This hook actually uses useChannel under the hood, and invokes its callback only for the first message received on the channel. You use this in conjunction
with an Ably settings that means that the last message on a channel is stored and returned for one year.

This means you can use a secondary channel to synchronise state when new clients join your app.

Styling your App

Next.js has compiler enforced conventions that dictate where you keep your CSS and how to import it. For this app, you will create a CSS file with the same name as the .jsx file, with the extensions .module.css (to keep management of the components simple). Once created, import it into the component:

    import styles from './ResultsComponent.module.css';

Create a class on a JSX element using the className syntax you may recognise from React. Assign the class name that you want as a property on the styles object.

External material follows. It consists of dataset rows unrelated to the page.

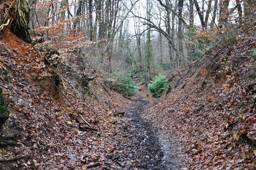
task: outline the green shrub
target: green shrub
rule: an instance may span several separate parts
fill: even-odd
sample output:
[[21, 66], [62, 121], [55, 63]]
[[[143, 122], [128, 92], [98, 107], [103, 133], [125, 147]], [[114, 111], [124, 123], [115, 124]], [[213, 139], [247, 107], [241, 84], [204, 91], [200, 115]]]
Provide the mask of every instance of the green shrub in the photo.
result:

className={styles.yourClassName}  

The accompanying css would look like this:

.yourClassName {
    styles: gohere;
}

This app is built with CSS Grid to create the app layout, you are of course welcome to use the CSS provided with this project or to write your own or use a framework.

Hosting on Vercel

Vercel provides both a development server and a build pipeline for Next.js apps.

_The easiest way to deploy Next.js to production is to use the Vercel platform
from the creators of Next.js. Vercel is an all-in-one platform with Global CDN
supporting static & Jamstack deployment and Serverless Functions. — _The
Next.js documentation

In order to deploy your new sms voting app to Vercel you’ll need a github account and a repository for your app:

  1. Create a Vercel account
  2. Create a new Vercel app and import your app from your GitHub repository. (This will require you to authorise Vercel to use your GitHub account)
  3. Add your ABLY_API_KEY as an environment variable
  4. Watch your app deploy
  5. Visit the newly created URL in your browser!

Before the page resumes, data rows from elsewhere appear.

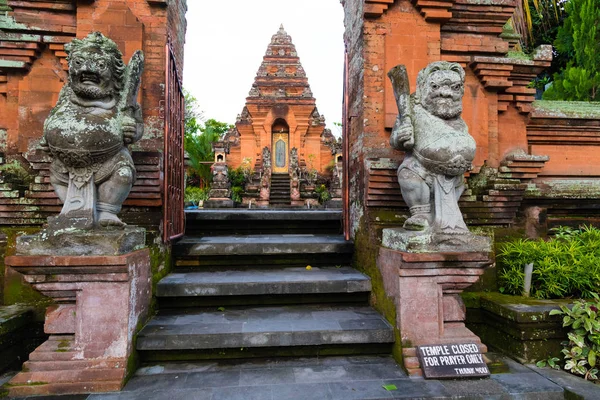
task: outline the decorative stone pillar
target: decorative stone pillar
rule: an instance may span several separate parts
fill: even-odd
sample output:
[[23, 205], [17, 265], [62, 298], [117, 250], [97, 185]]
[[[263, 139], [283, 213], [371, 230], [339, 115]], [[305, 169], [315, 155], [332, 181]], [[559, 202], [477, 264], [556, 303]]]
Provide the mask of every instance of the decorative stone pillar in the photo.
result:
[[232, 208], [231, 182], [229, 182], [226, 157], [228, 147], [223, 141], [215, 142], [213, 151], [215, 153], [215, 163], [211, 168], [213, 181], [204, 208]]
[[[135, 250], [144, 245], [144, 230], [65, 234], [68, 242], [50, 252], [42, 236], [18, 238], [19, 255], [6, 258], [7, 266], [56, 302], [46, 310], [50, 338], [10, 381], [10, 395], [120, 390], [132, 372], [133, 337], [151, 298], [149, 250]], [[110, 254], [102, 243], [94, 245], [103, 241], [116, 255], [93, 255]]]
[[117, 215], [136, 177], [127, 146], [143, 134], [143, 54], [125, 65], [100, 32], [65, 51], [69, 80], [40, 142], [63, 208], [40, 233], [18, 237], [5, 261], [55, 300], [44, 326], [50, 339], [10, 381], [17, 397], [121, 389], [151, 297], [146, 231]]
[[396, 303], [396, 326], [410, 375], [422, 373], [417, 346], [477, 343], [482, 353], [487, 352], [479, 337], [465, 327], [460, 293], [477, 282], [491, 263], [487, 252], [413, 253], [380, 247], [377, 265], [385, 292]]
[[383, 230], [378, 267], [396, 303], [405, 367], [419, 375], [417, 346], [477, 343], [487, 350], [465, 327], [460, 293], [491, 264], [491, 241], [469, 231], [458, 207], [477, 149], [461, 117], [465, 71], [431, 63], [413, 94], [405, 66], [388, 76], [398, 106], [390, 144], [405, 152], [398, 183], [410, 217], [402, 228]]
[[260, 192], [257, 206], [268, 207], [271, 199], [271, 149], [265, 146], [262, 151], [262, 168], [260, 177]]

Screenshots of the step by step process of deploying to vercel

Setting up your Vonage SMS number to send to your app

In order to receive text messages in our app, you'll need to configure an SMS Inbound Webhook URL.

You can do this in your Vonage account by going to: Numbers > Your Numbers > Clicking the pen icon. You’ll be greeted with a modal dialog box, and you need to put the URL of the acceptWebhook API that you set up into the form.

A screenshot of the form to add your webhook URL

For example, if your Vercel app is called your-vercel-app, the webhook URL would be https://[your-vercel-app].vercel.app/api/acceptWebhook

Make it yours

This demo is open source, fork it and make it your own. Don’t forget to show us what you build by sharing it with us @ablyrealtime on twitter.

If you’re looking for ways to extend this project you could consider:

  • Supporting multiple questions.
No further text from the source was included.